Nos quedamos en silencio disfrutando de aquello, mientras que veíamos Diario de Una Pasión en la televisión. Maia me contaba sobre que ya no soportaba seguir en secreto con Cameron, y quería cumplir su sueño de ir a estudiar a Nueva York.

-Estuve pensando que... -dije de repente-. Tú quieres libertad, yo también la quiero... ¿Por qué no nos vamos juntas a Nueva York a cumplirlo? Digo... Puede ser un buen comienzo, alquilamos un lindo departamento cerca de la Gran Manzana y...

-Sabes que apenas puedo pagarme una remera de Pink Floyd -respondió entre risas interrumpiéndome-. Broma, tonta. Lo he pensado, pero a tu padre no le gustará nada la idea. Además, ya no tienes un chófer ni un guardaespaldas como lo era Dixon.

Rodeé los ojos y tomé otro sorbo de cerveza.

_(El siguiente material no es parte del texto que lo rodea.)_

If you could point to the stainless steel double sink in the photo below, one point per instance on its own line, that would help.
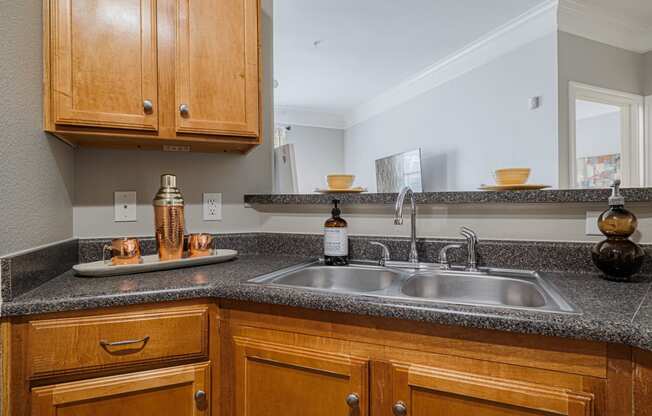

-Solamente consigue uno y ya, le planteó la idea. Además, aceptará si se trata de ti, porque te quiere mucho y te considera una hija del corazón. No creo que las creencias japonesas de tu madre vayan a ser un problema, ¿no es así?

Maia se río fuertemente de repente.

-Soy coreana, Atenea, no japonesa. Te lo dije cuando te conocí... -no pude aguantar reírme a su par. Había creído toda la vida otra cosa que no era-. Pero, no importa eso. Y bueno, ya sabes como es mi madre. Sí, sus creencias japonesas son algo como una doctrina. Y sabes que odio el té negro.

Me acosté en su hombro y suspiré, ella me abrazó y me besó la frente.

-Solamente quiero ser libre, y liberarme de toda esta presión.

-Y de Dixon... -agregó.

-Sí, quiero olvidarme de él...

Terminé mi hamburguesa y me acosté en el sofá que Maia me había preparado para mí. Ella durmió a mi lado en una cama en el piso, nos quedamos viendo el paisaje estrellado y las luces resplandecientes de Vancouver.

Cada una con un cigarrillo de menta en la mano.

Le di una calada al cigarro antes de terminarlo y respiré profundo mientras que dejaba que me ardiera el pecho. Estaba tan intoxicada del amor violento de Dixon que un cigarrillo me hacía demasiado bien como también me dejaba ardiendo por dentro. Todo había terminado, quizás por el momento.

Estiré mi mano y su mano se unió a la mía, Maia era como el hogar que jamás había tenido. Pero también me dolía el pecho de que ambas no pudiéramos seguir nuestros sueños como más deseábamos desde niñas.

Cerré mis ojos y me dejé llevar por el ritmo de la ciudad.